The storage service works with objects in S3: that's where you upload a package you want it to store, and that's where it stores two of the three replicas of every package. The app includes links to the original object you uploaded, and where it's stored the S3 copies, so you can jump straight to them.
This is useful if, say, the storage service can't find the package you've uploaded. You can use the link to jump straight to the object.
(The Azure Blob Storage portal doesn't allow linking directly to a prefix, or there'd be a link to the Azure replica as well.)
-
It highlights failed ingest events, and links to relevant logs.

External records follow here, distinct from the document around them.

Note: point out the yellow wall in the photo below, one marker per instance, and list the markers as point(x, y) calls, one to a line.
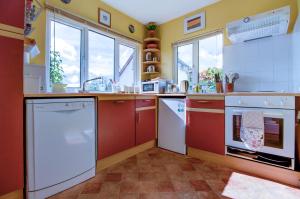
point(217, 16)
point(87, 9)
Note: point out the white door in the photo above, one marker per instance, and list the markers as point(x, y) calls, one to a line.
point(63, 142)
point(171, 124)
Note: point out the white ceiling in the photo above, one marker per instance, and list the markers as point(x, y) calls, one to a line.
point(159, 11)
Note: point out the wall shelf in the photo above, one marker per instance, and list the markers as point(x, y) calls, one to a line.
point(151, 62)
point(153, 50)
point(151, 39)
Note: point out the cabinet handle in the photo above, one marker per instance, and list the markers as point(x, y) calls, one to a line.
point(137, 117)
point(203, 102)
point(119, 102)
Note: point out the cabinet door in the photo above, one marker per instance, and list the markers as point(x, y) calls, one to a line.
point(116, 126)
point(11, 115)
point(12, 13)
point(206, 131)
point(145, 126)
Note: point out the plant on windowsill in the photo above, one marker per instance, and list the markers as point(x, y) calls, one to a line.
point(151, 27)
point(210, 77)
point(56, 72)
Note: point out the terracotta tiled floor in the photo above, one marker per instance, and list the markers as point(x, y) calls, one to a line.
point(161, 174)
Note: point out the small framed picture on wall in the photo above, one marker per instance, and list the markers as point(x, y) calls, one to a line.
point(104, 17)
point(194, 23)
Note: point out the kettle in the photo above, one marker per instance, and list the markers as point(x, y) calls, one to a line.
point(184, 86)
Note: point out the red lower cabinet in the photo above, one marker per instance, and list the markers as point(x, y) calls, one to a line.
point(206, 131)
point(116, 126)
point(11, 115)
point(145, 126)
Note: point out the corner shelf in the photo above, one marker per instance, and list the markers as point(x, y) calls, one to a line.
point(151, 62)
point(155, 53)
point(151, 73)
point(151, 39)
point(153, 50)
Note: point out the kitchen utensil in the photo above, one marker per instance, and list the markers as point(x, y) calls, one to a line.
point(151, 69)
point(184, 86)
point(219, 87)
point(148, 56)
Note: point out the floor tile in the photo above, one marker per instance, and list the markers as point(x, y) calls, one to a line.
point(160, 174)
point(129, 187)
point(165, 186)
point(113, 177)
point(200, 185)
point(91, 188)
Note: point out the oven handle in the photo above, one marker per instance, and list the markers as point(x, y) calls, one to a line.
point(276, 115)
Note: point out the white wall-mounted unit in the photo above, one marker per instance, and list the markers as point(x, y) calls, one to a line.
point(272, 23)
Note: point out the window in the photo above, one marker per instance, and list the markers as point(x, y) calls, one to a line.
point(83, 53)
point(210, 57)
point(185, 62)
point(101, 56)
point(66, 42)
point(199, 60)
point(127, 62)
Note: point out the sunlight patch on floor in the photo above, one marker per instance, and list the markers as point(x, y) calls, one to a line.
point(245, 187)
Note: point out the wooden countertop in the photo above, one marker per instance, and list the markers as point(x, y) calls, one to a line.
point(97, 94)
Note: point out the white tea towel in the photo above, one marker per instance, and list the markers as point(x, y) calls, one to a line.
point(252, 129)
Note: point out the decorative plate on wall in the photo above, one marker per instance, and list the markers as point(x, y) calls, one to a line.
point(194, 23)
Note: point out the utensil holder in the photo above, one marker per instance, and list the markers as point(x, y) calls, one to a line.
point(219, 87)
point(229, 87)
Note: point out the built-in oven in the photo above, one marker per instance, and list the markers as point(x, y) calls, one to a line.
point(279, 128)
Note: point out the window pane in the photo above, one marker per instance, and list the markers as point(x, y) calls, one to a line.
point(126, 65)
point(66, 40)
point(101, 56)
point(185, 62)
point(210, 57)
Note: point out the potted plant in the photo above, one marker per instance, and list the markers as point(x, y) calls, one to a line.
point(56, 72)
point(218, 81)
point(151, 27)
point(212, 77)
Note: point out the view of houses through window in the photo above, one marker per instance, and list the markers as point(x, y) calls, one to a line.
point(199, 60)
point(78, 53)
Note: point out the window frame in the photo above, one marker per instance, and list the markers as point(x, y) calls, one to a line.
point(84, 57)
point(196, 61)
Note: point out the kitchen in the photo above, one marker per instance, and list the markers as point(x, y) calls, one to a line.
point(220, 118)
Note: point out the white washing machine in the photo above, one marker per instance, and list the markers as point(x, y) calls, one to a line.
point(60, 143)
point(171, 124)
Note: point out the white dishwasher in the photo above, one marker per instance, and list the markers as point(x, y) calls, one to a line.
point(171, 124)
point(60, 144)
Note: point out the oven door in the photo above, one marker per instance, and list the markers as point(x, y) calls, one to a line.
point(279, 132)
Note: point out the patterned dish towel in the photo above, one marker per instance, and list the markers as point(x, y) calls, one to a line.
point(252, 130)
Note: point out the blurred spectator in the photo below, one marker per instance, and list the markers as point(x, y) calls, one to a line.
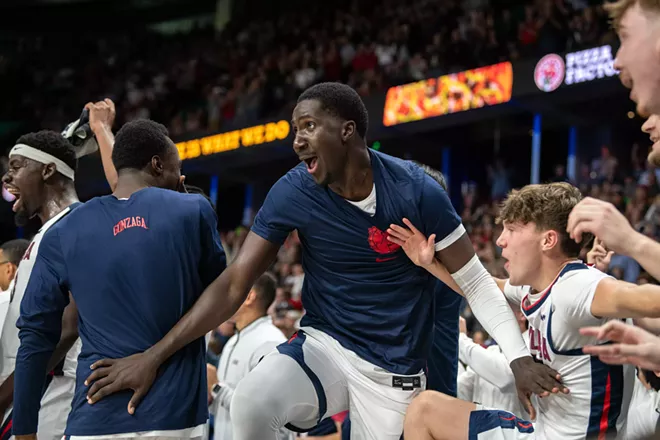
point(201, 81)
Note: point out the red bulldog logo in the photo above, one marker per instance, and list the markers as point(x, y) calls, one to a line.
point(379, 243)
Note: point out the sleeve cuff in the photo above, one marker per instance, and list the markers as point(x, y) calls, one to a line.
point(450, 239)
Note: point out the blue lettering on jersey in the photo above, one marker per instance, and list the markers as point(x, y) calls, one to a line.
point(131, 288)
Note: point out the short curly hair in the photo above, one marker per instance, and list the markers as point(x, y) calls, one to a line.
point(548, 207)
point(617, 9)
point(53, 143)
point(342, 101)
point(137, 142)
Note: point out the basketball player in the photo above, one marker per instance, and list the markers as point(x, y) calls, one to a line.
point(442, 362)
point(563, 295)
point(364, 337)
point(41, 176)
point(11, 253)
point(488, 379)
point(134, 262)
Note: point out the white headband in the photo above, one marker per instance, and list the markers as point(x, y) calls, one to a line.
point(41, 157)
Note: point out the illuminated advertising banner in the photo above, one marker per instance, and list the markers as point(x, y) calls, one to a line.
point(232, 140)
point(458, 92)
point(553, 71)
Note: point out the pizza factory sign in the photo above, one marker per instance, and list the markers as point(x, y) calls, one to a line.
point(575, 68)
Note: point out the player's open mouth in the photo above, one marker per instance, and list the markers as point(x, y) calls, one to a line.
point(311, 163)
point(17, 196)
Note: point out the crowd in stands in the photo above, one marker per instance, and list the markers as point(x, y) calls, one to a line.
point(204, 80)
point(634, 190)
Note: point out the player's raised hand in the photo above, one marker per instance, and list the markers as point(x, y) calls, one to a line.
point(604, 221)
point(632, 345)
point(535, 378)
point(136, 372)
point(101, 115)
point(599, 256)
point(182, 185)
point(418, 248)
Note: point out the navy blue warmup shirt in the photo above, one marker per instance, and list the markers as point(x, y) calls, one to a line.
point(134, 268)
point(360, 288)
point(442, 363)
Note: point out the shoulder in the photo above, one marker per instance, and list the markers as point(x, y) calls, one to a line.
point(399, 170)
point(580, 277)
point(577, 286)
point(296, 181)
point(269, 332)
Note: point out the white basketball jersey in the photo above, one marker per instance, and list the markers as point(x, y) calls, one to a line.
point(600, 394)
point(9, 341)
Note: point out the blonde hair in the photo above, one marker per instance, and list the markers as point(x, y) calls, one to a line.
point(548, 207)
point(617, 9)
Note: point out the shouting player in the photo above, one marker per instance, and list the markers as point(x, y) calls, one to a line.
point(134, 262)
point(637, 23)
point(41, 176)
point(364, 338)
point(563, 295)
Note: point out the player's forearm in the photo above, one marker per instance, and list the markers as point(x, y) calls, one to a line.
point(7, 387)
point(6, 393)
point(29, 378)
point(646, 252)
point(219, 302)
point(106, 141)
point(651, 325)
point(438, 270)
point(489, 365)
point(491, 308)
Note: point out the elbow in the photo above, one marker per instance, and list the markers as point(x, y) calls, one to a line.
point(69, 336)
point(506, 383)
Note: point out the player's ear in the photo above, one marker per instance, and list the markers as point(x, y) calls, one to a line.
point(251, 298)
point(347, 130)
point(550, 240)
point(157, 164)
point(48, 170)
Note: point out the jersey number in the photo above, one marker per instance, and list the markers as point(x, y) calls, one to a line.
point(538, 344)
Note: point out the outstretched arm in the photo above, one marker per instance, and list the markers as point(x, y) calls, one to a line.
point(619, 299)
point(101, 118)
point(490, 307)
point(610, 226)
point(40, 329)
point(219, 302)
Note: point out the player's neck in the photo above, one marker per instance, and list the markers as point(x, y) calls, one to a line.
point(548, 272)
point(129, 182)
point(57, 200)
point(247, 318)
point(358, 179)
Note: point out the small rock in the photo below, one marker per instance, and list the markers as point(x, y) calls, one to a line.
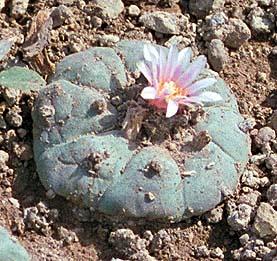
point(19, 8)
point(11, 96)
point(126, 242)
point(14, 202)
point(2, 5)
point(142, 255)
point(264, 137)
point(68, 237)
point(250, 178)
point(108, 39)
point(14, 119)
point(23, 151)
point(66, 2)
point(261, 77)
point(248, 254)
point(214, 26)
point(5, 46)
point(271, 161)
point(217, 55)
point(237, 33)
point(3, 124)
point(217, 253)
point(202, 251)
point(133, 10)
point(215, 215)
point(247, 125)
point(4, 157)
point(273, 118)
point(265, 223)
point(265, 3)
point(160, 239)
point(201, 8)
point(261, 22)
point(244, 239)
point(108, 9)
point(240, 218)
point(60, 14)
point(10, 249)
point(96, 22)
point(250, 198)
point(162, 22)
point(272, 195)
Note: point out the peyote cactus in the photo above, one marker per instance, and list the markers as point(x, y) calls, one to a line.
point(82, 154)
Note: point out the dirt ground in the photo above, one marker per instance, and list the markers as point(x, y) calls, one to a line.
point(64, 235)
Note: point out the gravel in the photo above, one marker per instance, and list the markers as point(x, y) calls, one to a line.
point(261, 21)
point(237, 33)
point(239, 219)
point(108, 9)
point(19, 8)
point(217, 55)
point(272, 195)
point(265, 223)
point(164, 22)
point(201, 8)
point(133, 10)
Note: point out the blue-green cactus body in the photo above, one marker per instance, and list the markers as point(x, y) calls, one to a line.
point(68, 130)
point(97, 67)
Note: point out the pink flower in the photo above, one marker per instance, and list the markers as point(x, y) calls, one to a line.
point(172, 79)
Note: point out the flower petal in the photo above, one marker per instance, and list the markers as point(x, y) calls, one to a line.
point(171, 62)
point(149, 93)
point(145, 70)
point(172, 108)
point(162, 65)
point(192, 99)
point(150, 53)
point(192, 71)
point(209, 97)
point(201, 84)
point(184, 57)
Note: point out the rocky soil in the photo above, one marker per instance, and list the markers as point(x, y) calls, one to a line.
point(239, 38)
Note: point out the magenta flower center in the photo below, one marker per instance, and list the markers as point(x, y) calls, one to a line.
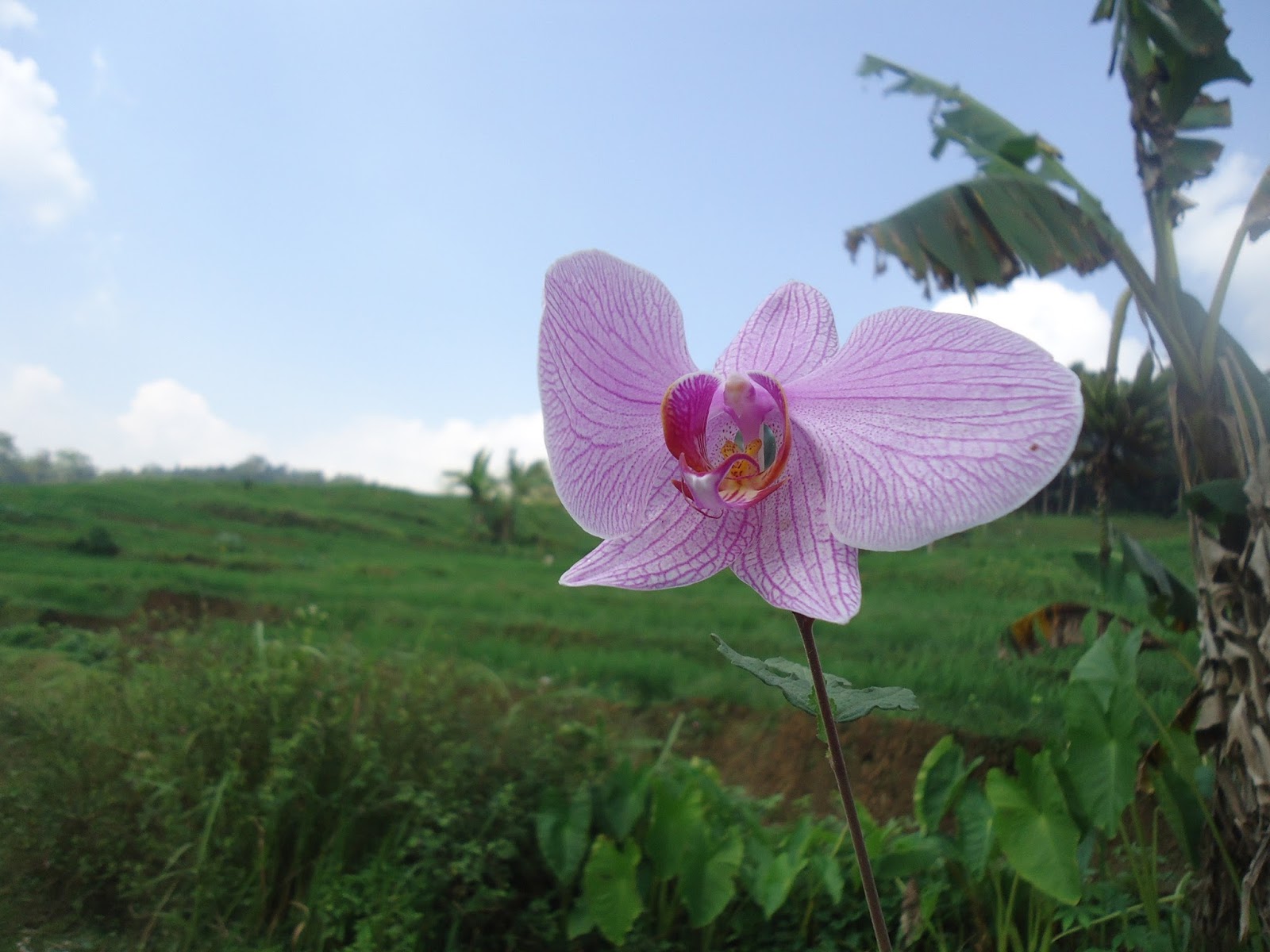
point(730, 437)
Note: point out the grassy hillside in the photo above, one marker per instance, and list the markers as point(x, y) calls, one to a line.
point(395, 571)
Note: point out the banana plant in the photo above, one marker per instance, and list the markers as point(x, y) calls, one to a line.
point(1026, 211)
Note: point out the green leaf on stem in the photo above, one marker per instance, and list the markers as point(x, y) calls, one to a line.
point(709, 880)
point(563, 827)
point(610, 894)
point(795, 682)
point(1034, 827)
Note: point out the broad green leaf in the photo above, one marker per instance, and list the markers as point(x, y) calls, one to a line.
point(622, 799)
point(940, 781)
point(563, 828)
point(772, 877)
point(1170, 600)
point(829, 875)
point(677, 814)
point(1102, 755)
point(1110, 663)
point(795, 682)
point(1191, 159)
point(906, 856)
point(987, 232)
point(610, 892)
point(709, 879)
point(1034, 828)
point(1181, 808)
point(975, 831)
point(1217, 501)
point(1206, 113)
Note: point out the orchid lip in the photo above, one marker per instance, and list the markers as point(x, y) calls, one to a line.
point(724, 436)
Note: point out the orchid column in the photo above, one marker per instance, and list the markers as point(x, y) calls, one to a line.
point(791, 452)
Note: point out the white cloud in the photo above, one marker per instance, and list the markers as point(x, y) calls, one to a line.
point(168, 424)
point(37, 171)
point(14, 16)
point(1072, 325)
point(171, 425)
point(31, 384)
point(1203, 240)
point(33, 408)
point(414, 455)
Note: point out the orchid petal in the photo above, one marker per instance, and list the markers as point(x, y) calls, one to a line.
point(933, 423)
point(685, 412)
point(679, 546)
point(611, 343)
point(789, 336)
point(795, 562)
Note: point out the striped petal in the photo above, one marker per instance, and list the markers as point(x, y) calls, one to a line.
point(795, 562)
point(610, 346)
point(679, 546)
point(931, 423)
point(787, 336)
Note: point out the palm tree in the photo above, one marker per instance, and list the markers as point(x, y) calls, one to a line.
point(480, 486)
point(1026, 211)
point(1126, 431)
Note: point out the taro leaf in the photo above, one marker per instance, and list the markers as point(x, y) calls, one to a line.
point(677, 816)
point(709, 879)
point(1223, 505)
point(1217, 501)
point(1110, 663)
point(622, 799)
point(975, 831)
point(610, 892)
point(1034, 827)
point(1102, 757)
point(940, 781)
point(1176, 795)
point(772, 876)
point(795, 682)
point(829, 875)
point(562, 828)
point(1170, 600)
point(907, 856)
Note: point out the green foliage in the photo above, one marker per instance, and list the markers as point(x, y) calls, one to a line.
point(795, 683)
point(1034, 827)
point(1064, 852)
point(395, 571)
point(702, 865)
point(237, 793)
point(98, 541)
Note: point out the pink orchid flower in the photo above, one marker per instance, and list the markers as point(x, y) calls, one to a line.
point(793, 452)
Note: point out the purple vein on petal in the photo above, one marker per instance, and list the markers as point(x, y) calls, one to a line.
point(791, 334)
point(611, 342)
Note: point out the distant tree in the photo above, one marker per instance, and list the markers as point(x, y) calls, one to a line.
point(482, 489)
point(1126, 432)
point(12, 469)
point(1024, 209)
point(73, 466)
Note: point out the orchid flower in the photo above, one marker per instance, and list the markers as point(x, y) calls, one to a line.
point(791, 454)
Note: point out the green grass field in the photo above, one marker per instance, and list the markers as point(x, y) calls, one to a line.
point(394, 571)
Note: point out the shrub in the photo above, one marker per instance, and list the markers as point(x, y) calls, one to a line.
point(238, 793)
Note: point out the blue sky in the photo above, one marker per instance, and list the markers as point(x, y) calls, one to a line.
point(318, 232)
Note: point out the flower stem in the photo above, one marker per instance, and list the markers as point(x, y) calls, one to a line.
point(840, 774)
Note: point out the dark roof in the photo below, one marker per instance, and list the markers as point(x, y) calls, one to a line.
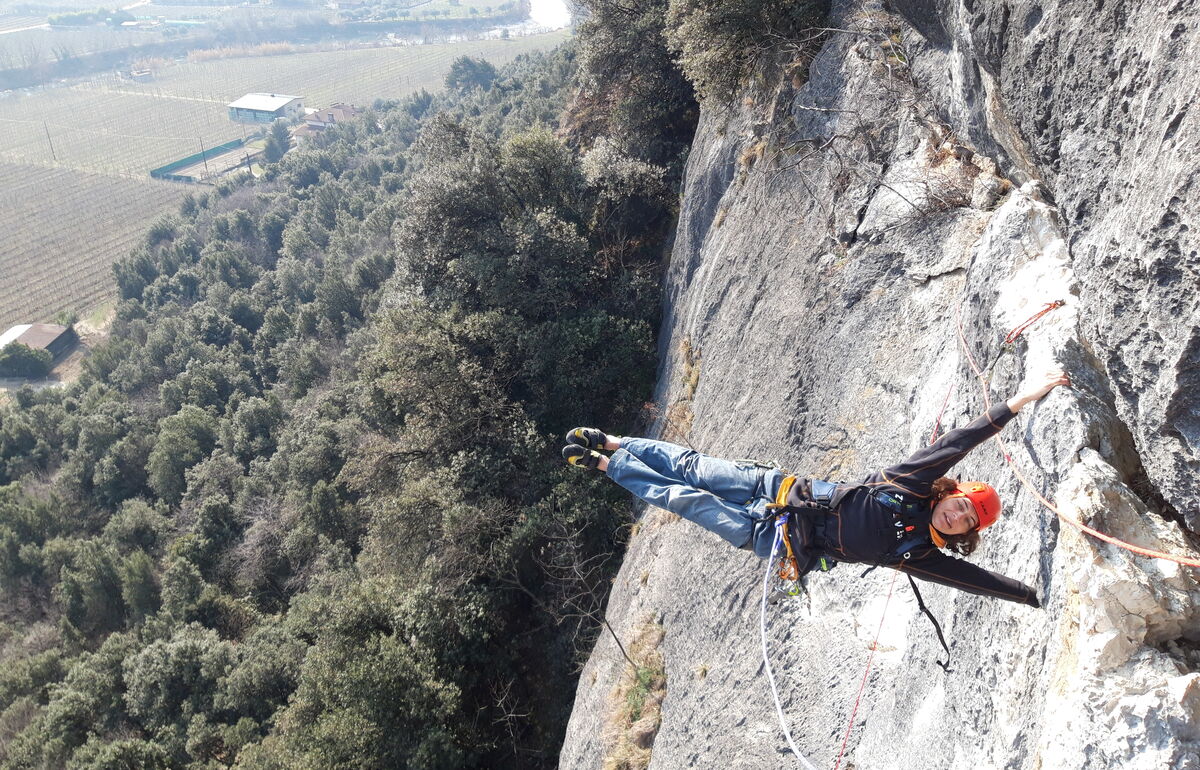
point(41, 335)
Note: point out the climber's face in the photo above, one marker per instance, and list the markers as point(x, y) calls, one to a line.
point(955, 516)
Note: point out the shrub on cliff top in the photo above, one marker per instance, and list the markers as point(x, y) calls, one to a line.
point(719, 42)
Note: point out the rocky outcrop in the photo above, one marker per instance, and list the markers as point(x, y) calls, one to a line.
point(948, 166)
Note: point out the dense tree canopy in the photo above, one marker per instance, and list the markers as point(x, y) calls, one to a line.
point(306, 507)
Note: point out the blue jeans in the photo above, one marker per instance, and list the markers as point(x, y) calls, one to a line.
point(726, 498)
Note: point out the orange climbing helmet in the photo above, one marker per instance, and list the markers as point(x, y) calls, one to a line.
point(983, 497)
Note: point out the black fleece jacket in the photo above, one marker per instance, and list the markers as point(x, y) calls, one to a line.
point(862, 529)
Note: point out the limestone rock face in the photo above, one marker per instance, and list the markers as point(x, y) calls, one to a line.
point(949, 168)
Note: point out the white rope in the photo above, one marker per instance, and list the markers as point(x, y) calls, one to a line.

An ingest can have many events -- in some cases over 50 -- but they follow a predictable pattern. This means the app can highlight failures, making them easier to pick out:
It can also recognise which app sent a given failure event. The "dev logs" link goes to a pre-filled query in our logging service, which filters for the right app and approximate time when this event was sent, making it easy to debug.
-
It remembers what ingests you looked at recently.
Often you'll want to look up the same ingest multiple times in quick succession, to track its progress through the day.
To save you looking up the ingest ID each time, the app remembers the last ten ingests you looked that, and presents a list of them on the front page:
(More specifically, it remembers the last ten ingests looked up by a given browser.)
-
It highlights pending callbacks.
An ingest is marked as "succeeded" when there are three, verified copies of the original package in the long-term storage, and the package has been registered.
Once it succeeds (or fails), the storage service can optionally make a callback to tell another service that it's done. For example, our digitised workflow system waits for a callback rather than polling the ingests API repeatedly.
If an ingest has succeeded, but the storage service has a pending callback, this gets a visual highlight:
You can use the app by visiting https://wellcome-ingest-inspector.glitch.me
If you want to work on a development version, clone this repo and install dependencies:
$ git clone https://github.com/wellcomecollection/ingest-inspector.git
$ cd ingest-inspector
$ pip3 install -r requirements.txt
Then you need to provide credentials for the app to talk to the storage service API. You can do this in one of two ways:
-
Pass the environment variables
CLIENT_ID
andCLIENT_SECRET
-
Store a JSON file at
~/.wellcome-storage/oauth-credentials.json
with the following keys:{ "client_id": "[CLIENT_ID]", "client_secret": "[CLIENT_SECRET]" }
Then start the server:
$ python3 server.py
This will start a debug version of the ingest inspector at http://localhost:5000. Any changes made to the app will be reflected immediately in the running version.
To deploy a new version to Glitch, commit your changes and push a commit to the primary branch on GitHub. It will be automatically pushed to Glitch using GitHub Actions (based on a blog post by Melissa McEwen).
Note: our Git hook differs from that in the blog post; we run
#!/bin/bash
unset GIT_INDEX_FILE
git --work-tree=/app --git-dir=/app/.git checkout -f
refresh
to trigger an immediate refresh, even if the app is already running.